YouTube is one of the largest content-sharing platforms in the world, with more than 500 hours of content uploaded each minute. In November 2022, YouTube even secured the second position as the most visited website globally, with 74.8 billion monthly visits, according to Statista.

The sheer volume of public data and traffic on YouTube unlocks various research opportunities for businesses and individuals. Web scraping, often supported by the use of a free proxy server or a premium proxy solution, is the go-to method for extracting data from publicly available YouTube pages, such as video details, comments, channel information, as well as search results.

This guide will show you how to scrape YouTube videos by leveraging Python, the yt-dlp library, proxies, and Oxylabs' YouTube Scraper API. We also have this tutorial available in the video format:

What data can you scrape from YouTube?

YouTube hosts plenty of valuable information, including but not limited to:

🎬 Video title 📝 Video description
👁️ View count ⏱️ Video length
📜 Video transcript 🔗 Video link
🗂️ Video metadata 💬 Comments
📺 Channel name 🔢 Subscribers count
📖 Channel description 🧭 Channel link

1. Prepare the environment

First, install the latest version of Python, which you can download from the official Python website.

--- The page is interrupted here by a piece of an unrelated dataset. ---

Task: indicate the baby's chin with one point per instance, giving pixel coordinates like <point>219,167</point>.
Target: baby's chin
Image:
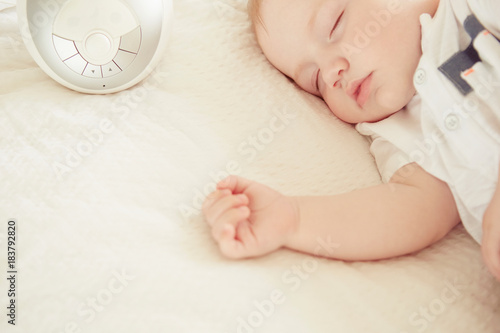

1.1 Install the dependencies

Next, run the following command in your terminal to install the necessary modules:

pip install yt-dlp requests

1.2 Obtain Youtube Scraper API credentials

To use the Oxylabs’ YouTube Scraper API, you’ll need an Oxylabs account. Head to the Oxylabs dashboard and sign up to create a new account. Once you create your account, you’ll get a one-week free trial together with your user credentials. You’ll later need these credentials to extract video transcripts, channel information, subscriber count, and search results.

Get a free trial

Claim a free 7-day trial to test Web Scraper API.

  • 5K requests
  • No credit card required

2. Download YouTube videos

Please note that all information provided herein is for informational purposes only and does not grant you any rights with regard to the described data, videos, or images, which may be protected by copyright, intellectual property, or other rights. Before engaging in scraping activities, you should consult your legal advisors and carefully read the particular website's terms of service or receive a scraping license.

Let's see how to download YouTube videos using the yt-dlp library, which is popular for YouTube video scraping. For this example, you can use this video as your target URL.

To download this video, you’ll first need to import the library. Then, use the download() method as shown below:

from yt_dlp import YoutubeDL


video_url = "https://www.youtube.com/watch?v=mDveiNIpqyw"
opts = dict()

with YoutubeDL(opts) as yt:
    yt.download([video_url])

Note: Before running the code, make sure you have ffmpeg installed on your system. On macOS, for example, you can install it using Homebrew: brew install ffmpeg.

When you run this code, the script will download the video and store it in the current folder of your project.

You can also download multiple YouTube videos simultaneously with YouTube Scraper API. Head to the documentation to learn more.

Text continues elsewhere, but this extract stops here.